My NZ pilsner recipe suggested cold hopping.
Came out okay


----------



## BKBrews (28/4/21)

I have been doing something similar (sort of) recently with good results.

I dry hop for 3 days (72 hours) prior to kegging, and do 24 hours at fermentation temp (e.g. 18c), followed by 48 hours at cold crash temp (e.g. 2c). In addition to this, I rouse the hops through the beer using CO2 blasted into the bottom of the tank, every 2 or so hours during the initial 24 hour period. I have been getting way better extraction using this method (I have a hazy session ale on voss that is at least 3 months old and still smells better than some I have done previously after less than a month - too bad that beer had hop burn).


----------



## Klosey (28/4/21)

JimmyMcFiddlesticks said:


> Would this increase the potential for hop creep?

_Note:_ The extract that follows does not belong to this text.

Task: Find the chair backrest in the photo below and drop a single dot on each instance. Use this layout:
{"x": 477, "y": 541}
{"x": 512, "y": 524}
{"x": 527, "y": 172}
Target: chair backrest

Hi Jimmy. I do a diacetyl rest in both lagers and ales. If the yeast has finished eating all the sugars the chances of hop creep are far lessened. Let’s see what happens with this one lol


----------



## BKBrews (28/4/21)

Klosey said:


> Hi Jimmy. I do a diacetyl rest in both lagers and ales. If the yeast has finished eating all the sugars the chances of hop creep are far lessened. Let’s see what happens with this one lol



This is true in a sense, but I think the issue with hop creep is that there is an enzyme that can break sugars down into fermentable sugars, which then kicks off fermentation again. So regardless of attenuation, hop creep can be an issue.


----------



## duncbrewer (28/4/21)

Diastase enzyme in hops breaks down the big sugars into smaller ones that the yeast can then feast on. A prime cause of bottle bombs or overcarbonation if the hop matter isn't all eliminated prior to packaging.


----------



## Klosey (29/4/21)

BKBrews said:


> This is true in a sense, but I think the issue with hop creep is that there is an enzyme that can break sugars down into fermentable sugars, which then kicks off fermentation again. So regardless of attenuation, hop creep can be an issue.

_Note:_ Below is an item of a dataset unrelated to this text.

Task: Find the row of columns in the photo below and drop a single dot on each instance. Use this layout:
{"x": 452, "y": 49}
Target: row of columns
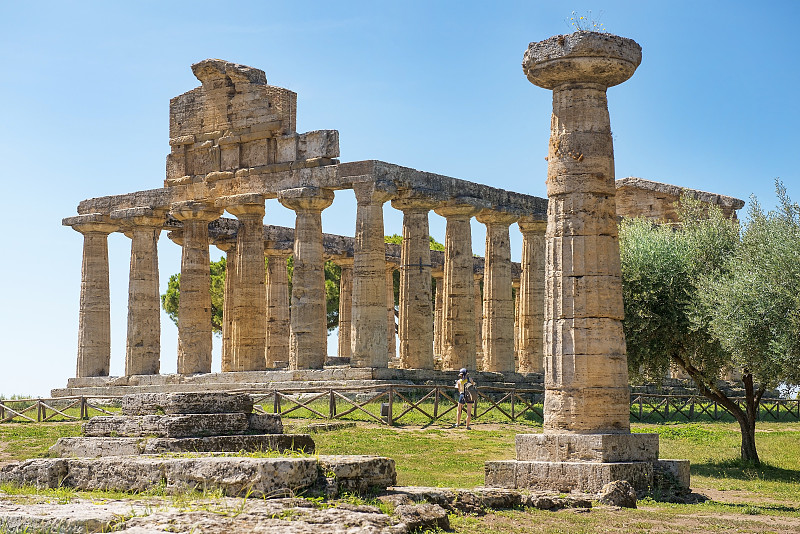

I agree BK. To lessen the chances of hop creep is that my research has shown that hop creep is temperature dependant and if the finished beer is stored cold it will significantly reduce the enzyme and fermentation activity. I keg so storing cold is not a problem. After kegging I store at around -1c in my fermenting fridge until transferring to my pouring fridge at around 3c. Longer dry hopping time and higher temperatures result in more sugars. I haven’t had hop creep before but maybe because of diacetyl rests and storing cold has lessened this problem. Have never dry hopped at 3 or 4c but will give it ago after I do a diacetyl rest and because it is only for two days it is not a very long dry hopping time.


----------



## duncbrewer (29/4/21)

I've just done a weldwerks fitbits NEIPA clone ( a bit of a challenge ) and that uses enzyme to make it brut and then it needs back sweetening with a non fermentable. Don't think I need to worry about hop creep on this one as theres nothing left to feed the yeast with.


----------



## fifis101 (29/4/21)

Klosey said:


> I agree BK. To lessen the chances of hop creep is that my research has shown that hop creep is temperature dependant and if the finished beer is stored cold it will significantly reduce the enzyme and fermentation activity. I keg so storing cold is not a problem. After kegging I store at around -1c in my fermenting fridge until transferring to my pouring fridge at around 3c. Longer dry hopping time and higher temperatures result in more sugars. I haven’t had hop creep before but maybe because of diacetyl rests and storing cold has lessened this problem. Have never dry hopped at 3 or 4c but will give it ago after I do a diacetyl rest and because it is only for two days it is not a very dry hopping time.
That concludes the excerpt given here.